Furthermore, we also observed that the WOM results in higher coal displacement in all nuclear outcomes, by transferring financial ownership of wind output from the wind-only entrant OWE to the coal-on-margin gencos OLG or OSG, depending on who has coal on the margin and is therefore willing to buy. The price in the WOM was found to be close to the electricity market price, with OLG offering a price higher than the electricity price in some blocks, demonstrating a high willingness-to-pay for wind output when it has coal on the margin, and large amounts of output sold to the market. Overall, the WOM was found to have financial benefits to the wind entrant, and emissions benefits to society.

In the final chapter of the thesis, we will explore the sensitivity of our Ontario-like model results to some alternate market configurations, by using the WCAPCOMP 1.0 and 2.WOM models to look at the effect of basic versus advanced WOM knowledge, the number of gencos who own fossil generation in the market, and the slope of the demand curves used to describe consumers. In all of these examples, we focus on how each of these different market configurations affects the amount of wind capacity constructed, and the amount of coal displacement. We provide these additional results as a further demonstration of the usefulness of the WCAPCOMP models.

135 136

5.0 Market Structure Sensitivity

In the previous chapters of this thesis, we have presented models of wind capacity expansion in a competitive market setting. These models have allowed us to examine the value of wind, specifically the amount of wind capacity constructed, the allocation of wind capacity amongst the gencos, the amount of coal displaced by wind generation, and the resulting profits to each of the gencos. We have also looked at the effect of nuclear uncertainty on the value of new capacity, and explored the concept of a market for wind output contracts-for- difference post-uncertainty, where the wind entrant can sell financial rights to wind output to other competitors, rather than receive payment from the electricity market.

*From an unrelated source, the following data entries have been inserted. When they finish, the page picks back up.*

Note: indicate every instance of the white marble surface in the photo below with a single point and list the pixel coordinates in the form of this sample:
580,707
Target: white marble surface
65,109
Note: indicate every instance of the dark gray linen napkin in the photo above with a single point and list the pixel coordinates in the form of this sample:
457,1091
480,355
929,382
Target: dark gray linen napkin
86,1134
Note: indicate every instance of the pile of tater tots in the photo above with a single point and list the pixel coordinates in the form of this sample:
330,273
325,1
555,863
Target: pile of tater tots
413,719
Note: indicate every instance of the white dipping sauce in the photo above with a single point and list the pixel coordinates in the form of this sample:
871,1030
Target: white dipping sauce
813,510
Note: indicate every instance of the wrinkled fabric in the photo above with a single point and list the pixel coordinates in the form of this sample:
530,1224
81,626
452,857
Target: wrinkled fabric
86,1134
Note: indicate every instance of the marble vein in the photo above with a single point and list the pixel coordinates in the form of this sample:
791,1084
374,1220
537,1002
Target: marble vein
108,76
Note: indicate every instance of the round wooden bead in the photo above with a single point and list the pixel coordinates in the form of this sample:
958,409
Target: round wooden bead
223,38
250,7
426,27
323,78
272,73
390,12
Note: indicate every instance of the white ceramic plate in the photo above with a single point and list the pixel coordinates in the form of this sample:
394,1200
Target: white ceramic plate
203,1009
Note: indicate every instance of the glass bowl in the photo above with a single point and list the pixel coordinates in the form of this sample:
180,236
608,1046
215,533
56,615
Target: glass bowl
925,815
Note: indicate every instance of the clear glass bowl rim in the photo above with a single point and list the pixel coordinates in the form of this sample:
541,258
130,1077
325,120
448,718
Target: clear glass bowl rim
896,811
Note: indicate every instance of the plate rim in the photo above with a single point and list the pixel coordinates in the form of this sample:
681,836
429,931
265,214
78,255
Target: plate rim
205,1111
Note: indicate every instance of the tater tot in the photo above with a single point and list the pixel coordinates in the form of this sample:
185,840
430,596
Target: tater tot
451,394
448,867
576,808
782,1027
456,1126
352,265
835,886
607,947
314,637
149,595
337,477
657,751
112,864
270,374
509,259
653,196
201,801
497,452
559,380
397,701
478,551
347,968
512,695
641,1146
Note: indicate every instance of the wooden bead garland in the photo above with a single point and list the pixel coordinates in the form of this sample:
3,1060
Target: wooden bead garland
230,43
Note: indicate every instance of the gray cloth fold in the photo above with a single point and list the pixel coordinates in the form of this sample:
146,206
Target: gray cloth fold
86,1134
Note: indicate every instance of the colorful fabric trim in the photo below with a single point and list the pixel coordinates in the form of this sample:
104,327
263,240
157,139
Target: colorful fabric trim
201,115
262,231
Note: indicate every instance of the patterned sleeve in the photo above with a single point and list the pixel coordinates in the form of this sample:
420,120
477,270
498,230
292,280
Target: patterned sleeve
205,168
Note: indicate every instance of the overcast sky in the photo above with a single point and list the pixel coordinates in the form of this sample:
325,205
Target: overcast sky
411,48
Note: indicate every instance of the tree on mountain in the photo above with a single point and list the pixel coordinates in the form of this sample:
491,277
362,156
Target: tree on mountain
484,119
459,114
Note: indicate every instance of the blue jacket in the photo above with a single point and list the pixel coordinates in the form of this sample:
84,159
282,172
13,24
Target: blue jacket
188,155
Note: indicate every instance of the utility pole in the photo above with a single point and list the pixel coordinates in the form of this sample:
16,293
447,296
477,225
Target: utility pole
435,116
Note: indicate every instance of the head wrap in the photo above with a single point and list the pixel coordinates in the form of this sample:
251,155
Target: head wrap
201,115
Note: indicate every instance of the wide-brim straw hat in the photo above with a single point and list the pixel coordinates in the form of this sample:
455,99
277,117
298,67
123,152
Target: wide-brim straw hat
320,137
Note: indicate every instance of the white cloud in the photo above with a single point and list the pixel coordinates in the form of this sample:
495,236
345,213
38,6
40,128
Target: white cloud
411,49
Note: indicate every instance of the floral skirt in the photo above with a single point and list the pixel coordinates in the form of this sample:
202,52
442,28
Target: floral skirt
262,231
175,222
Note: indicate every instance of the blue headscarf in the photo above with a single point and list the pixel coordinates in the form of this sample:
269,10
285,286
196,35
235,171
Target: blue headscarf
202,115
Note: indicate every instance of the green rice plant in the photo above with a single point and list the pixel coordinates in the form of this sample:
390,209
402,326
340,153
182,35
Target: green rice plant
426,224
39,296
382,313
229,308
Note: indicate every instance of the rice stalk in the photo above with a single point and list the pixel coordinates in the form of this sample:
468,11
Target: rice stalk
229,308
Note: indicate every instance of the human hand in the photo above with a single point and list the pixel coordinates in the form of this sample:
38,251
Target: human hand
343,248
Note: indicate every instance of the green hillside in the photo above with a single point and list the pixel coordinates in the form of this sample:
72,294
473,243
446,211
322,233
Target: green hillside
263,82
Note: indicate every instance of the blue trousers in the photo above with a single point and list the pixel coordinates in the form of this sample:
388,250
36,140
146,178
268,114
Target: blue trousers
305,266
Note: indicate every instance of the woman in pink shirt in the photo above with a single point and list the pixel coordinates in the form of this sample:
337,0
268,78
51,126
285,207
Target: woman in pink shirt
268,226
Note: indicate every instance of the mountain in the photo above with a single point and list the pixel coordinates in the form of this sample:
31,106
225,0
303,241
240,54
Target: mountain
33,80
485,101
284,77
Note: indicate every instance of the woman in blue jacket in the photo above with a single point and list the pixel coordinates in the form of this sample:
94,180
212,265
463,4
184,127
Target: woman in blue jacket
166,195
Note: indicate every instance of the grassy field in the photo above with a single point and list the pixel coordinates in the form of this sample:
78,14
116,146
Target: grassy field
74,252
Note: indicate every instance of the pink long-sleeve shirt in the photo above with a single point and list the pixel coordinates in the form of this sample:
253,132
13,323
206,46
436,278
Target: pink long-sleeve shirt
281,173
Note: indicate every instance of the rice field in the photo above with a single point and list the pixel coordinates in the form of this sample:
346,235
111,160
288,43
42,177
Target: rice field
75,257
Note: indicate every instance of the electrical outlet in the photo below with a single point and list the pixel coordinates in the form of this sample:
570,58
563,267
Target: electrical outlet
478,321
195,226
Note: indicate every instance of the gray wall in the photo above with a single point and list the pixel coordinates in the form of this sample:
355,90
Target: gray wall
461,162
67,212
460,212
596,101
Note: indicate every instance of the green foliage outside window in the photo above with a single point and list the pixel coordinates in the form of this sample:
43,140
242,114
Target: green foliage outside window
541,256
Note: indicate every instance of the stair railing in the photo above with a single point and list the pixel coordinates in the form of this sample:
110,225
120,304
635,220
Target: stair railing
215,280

In the last chapter, we will present some case studies, which focus on the effect of various market structures or policies on the amount of wind constructed, and the amount of coal energy displaced by wind. We will focus on three areas: the effect of WOM market knowledge on the amount of contracts traded, number of gencos in the market with coal generation, and sensitivity to the assumed demand curve slopes describing the consumers. These results will provide an illustration of the sensitivity of the results of the previous two chapters to these aspects of market structure.

In the first half of the chapter, we will explore the interaction between two of the above dimensions: ownership of fossil generation (single ownership versus split ownership) and level of wind output cross-market knowledge (basic versus advanced), using the WCAPCOMP 2.WOM model, for a total of 4 comparison cases. For ownership of fossil generation, we will compare the Chapter Three & Four case of split ownership 1:2 between OLG and OSG, versus a case where OLG and OSG are combined into a single integrated genco named "OIG", who then has a monopoly on fossil generation. For each of these ownership cases, we will also contrast results obtained assuming either basic knowledge in the WOM (genco does not expect other gencos to adjust outputs in response to a WOM contract purchase) or advanced knowledge (when gencos anticipate their counterparts will adjust outputs, which was assumed in the Chapter Four results).

136 137

In the second half of the chapter, we will look at the effect of using a higher point elasticity of demand to derive the demand curves for each block in the electricity market. The effect of using a higher point elasticity of demand results in a shallow demand curve slope, which impacts the electricity market price, and therefore the model results, as will be illustrated in the subsequent sections. In the WCAPCOMP 1.0 model of Chapters Three, we presented results using e=0.5 to compute the demand curves. We will contrast those results with a case where we use e=0.8 to calibrate the demand curves, which results in a shallower demand curve slope, and illustrate the effect this has on electricity market prices, wind construction & coal displacement, using the WCAPCOMP 1.0 deterministic model as our comparison tool.

We close the chapter with some notes on the stability of our model, along with some recommendations for future work.

5.1 Effect of Cross-Market WOM Knowledge and Fossil Generation Ownership

In the first two sections, we will look at the sensitivity of the WCAPCOMP 2.WOM results to two dimensions of market structure: wind output market knowledge, and fossil generation ownership. We look at the effect of basic knowledge versus advanced cross-market WOM knowledge (which was assumed in Chapter Four, as defined in Section 4.1.2), and also the effect of combining the two fossil gencos OLG & OSG from Chapters Three and Four into a single entity OIG, for a total of 4 comparison cases. The OIG case represents a similar situation to that currently in Ontario, where a single genco controls the marginal capacity type (coal), while the former represents a recommendation from the Market Design Committee to split up ownership of the price-setting generation units (Trebilcock & Hrab, 2005), which are coal in Ontario.

For the OIG case, we assume that the integrated genco behaves reasonably competitively, and ensure this by giving OLG a lower anticipation coefficient ae^oiG1* in the electricity market than OLG had in Chapters Three and Four, to prevent OIG, who controls more than % of the generation assets in the market for that case, from abusing market power and withholding generation to increase electricity prices.

137 138

We will begin by recalling from Section 4.1.2 the definitions of basic and advanced cross- market WOM knowledge. A basic genco assumes that if it purchases a WOM contract, the other gencos in the electricity market will not adjust their outputs in response, which corresponds to an open-loop level of knowledge. An advanced knowledge genco, by contract, recognizes that if there are other gencos with conventional generation on the margin, then they will adjust their outputs in response to the buying genco's output re- optimization, and this will affect their perceived marginal revenue associated with buying WOM contracts.

Given these definitions, we can make two propositions, which will set up the numerical results to follow.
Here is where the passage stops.